4, brain abscess: children with brain abscess have a history of otitis media or head trauma, sometimes secondary to sepsis, often accompanied by congenital heart disease, children with brain abscess in addition to meningitis and high intracranial pressure symptoms, often have a bureau Focal brain signs, cerebrospinal fluid changes in the absence of secondary purulent meningitis, the number of cells can be from normal to hundreds, most of the lymphocytes, sugar and chloride more normal, normal or increased protein, differential diagnosis can be used Ultrasound, EEG, lung CT and cerebral angiography.
5, brain tumors: brain tumors can be misdiagnosed as the brain.
(1) Common causes of misdiagnosis: 1% of pediatric brain tumors are located under the curtain, especially in the 4th ventricle and cerebellum. Because the cranial cavity under the cerebellum is small, it is easy to have high intracranial pressure, but in small infants, it is easy to split due to cranial suture. The symptoms of high intracranial pressure are not obvious, until the symptoms of high intracranial pressure are obvious, the course of the disease seems to be very short, and the history of the older children is longer; 2 pediatric brain tumors are mostly located in the midline, often lacking localization Symptoms; 3 common cerebral vascular tumors in children may have meningeal irritation; 4 common medulloblastoma in infants and young children can be transmitted through the subarachnoid space, prone to brain signs, cranial nerve disorders and cerebrospinal fluid changes, similar Brain knot.

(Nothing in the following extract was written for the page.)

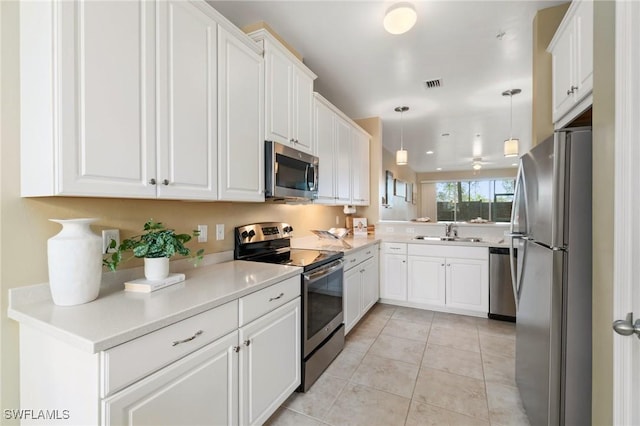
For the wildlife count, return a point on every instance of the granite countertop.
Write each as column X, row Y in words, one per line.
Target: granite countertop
column 117, row 316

(2) Brain tumor and knot brain identification points:
1 less fever.
2 convulsions are less common, even if there is convulsions, most of them are conscious after pumping, and children with advanced cerebral palsy are in a coma after convulsions.
3 coma is less common.
4 high intracranial pressure symptoms and brain signs are not parallel.
5 Cerebrospinal fluid changes are little or slight.

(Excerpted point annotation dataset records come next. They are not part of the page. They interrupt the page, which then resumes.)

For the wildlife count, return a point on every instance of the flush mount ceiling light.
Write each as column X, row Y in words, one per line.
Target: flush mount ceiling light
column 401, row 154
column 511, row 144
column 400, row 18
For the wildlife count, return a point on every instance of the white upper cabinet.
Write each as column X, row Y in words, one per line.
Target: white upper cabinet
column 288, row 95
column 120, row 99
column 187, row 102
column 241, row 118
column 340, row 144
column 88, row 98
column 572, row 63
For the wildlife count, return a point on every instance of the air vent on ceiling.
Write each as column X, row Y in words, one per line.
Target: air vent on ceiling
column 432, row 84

6 tuberculin test was negative and the lungs were normal.
7 for the diagnosis of brain tumors should be timely brain CT scan to assist in diagnosis.
(3) The brain must be differentiated from various encephalitis, cerebral cysticercosis and cerebral vascular malformation.
The typical diagnosis of the brain is easier, but it is more difficult to diagnose. The atypical brain is about the following: 1 Infants and young children are onset, progress is fast, and sometimes the first symptom can be convulsed. 2 early symptoms of brain parenchymal damage, manifested as chorea or mental disorders, 3 early cerebrovascular damage, manifested as limb paralysis, 4 with brain tuberculosis, can be like intracranial tumors, 5 other parts of tuberculosis Extremely serious, can mask the symptoms and signs of meningitis and can not be easily identified. 6 When meningitis occurs during anti-tuberculosis treatment, it often appears to be frustrated. For the above atypical cases, the diagnosis should be particularly careful to prevent misdiagnosis.